New Mexico Campaign - Confederate Strategy

Confederate Strategy

For years, residents in the southern part of the New Mexico Territory had been complaining that the territorial government in Santa Fe was too far away to properly address their concerns. The withdrawal of the Regular army at the beginning of the war confirmed to the residents that they were being abandoned. Secession conventions in Mesilla and Tucson voted to join the territory to the Confederacy in March 1861, and formed militia companies to defend themselves. In July 1861, Lieutenant Colonel John Baylor led of a battalion of Texas mounted rifles into the southern portion of the New Mexico Territory, entering Mesilla and repulsing the attack of the Union garrison of Fort Filmore at the Battle of Mesilla. The victorious Baylor established the Confederate Territory of Arizona south of the 34th parallel.

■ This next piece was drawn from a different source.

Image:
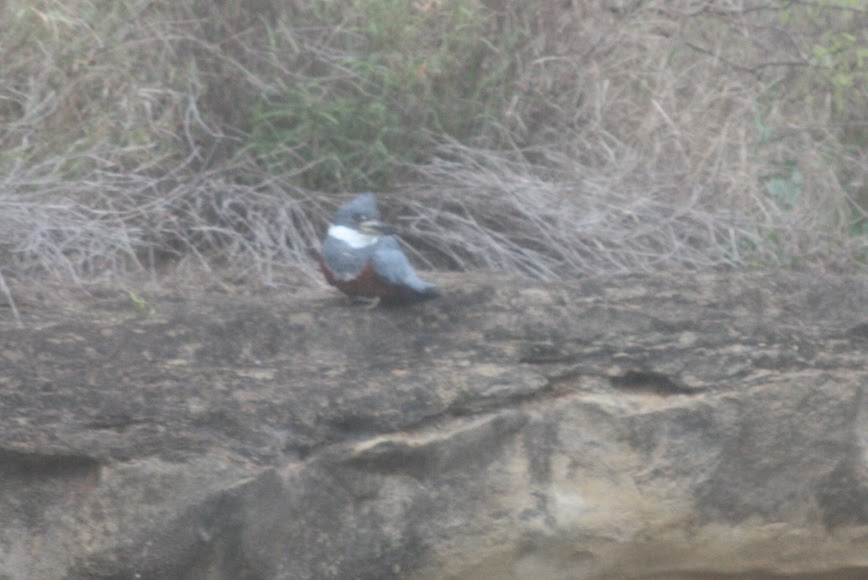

The 1862 campaign was a continuation of this strategy formulated by Sibley in a plan to Confederate president Jefferson Davis. Sibley's strategy called for an invasion along the eastern side of the Rocky Mountains, seizing the Colorado Territory (then at the height of the Colorado Gold Rush) and Fort Laramie (the most important United States Army garrison along the Oregon Trail), before turning westward to attack the mineral-rich Nevada and California. He planned to take minimal supplies along with him, intending to live off the land and to capture the stockpiles of supplies at Union forts and depots along the Santa Fe Trail. Once these territories had been secured, Sibley intended to take the northern Mexican states of Chihuahua, Sonora, and Lower California, either through purchase or by invasion.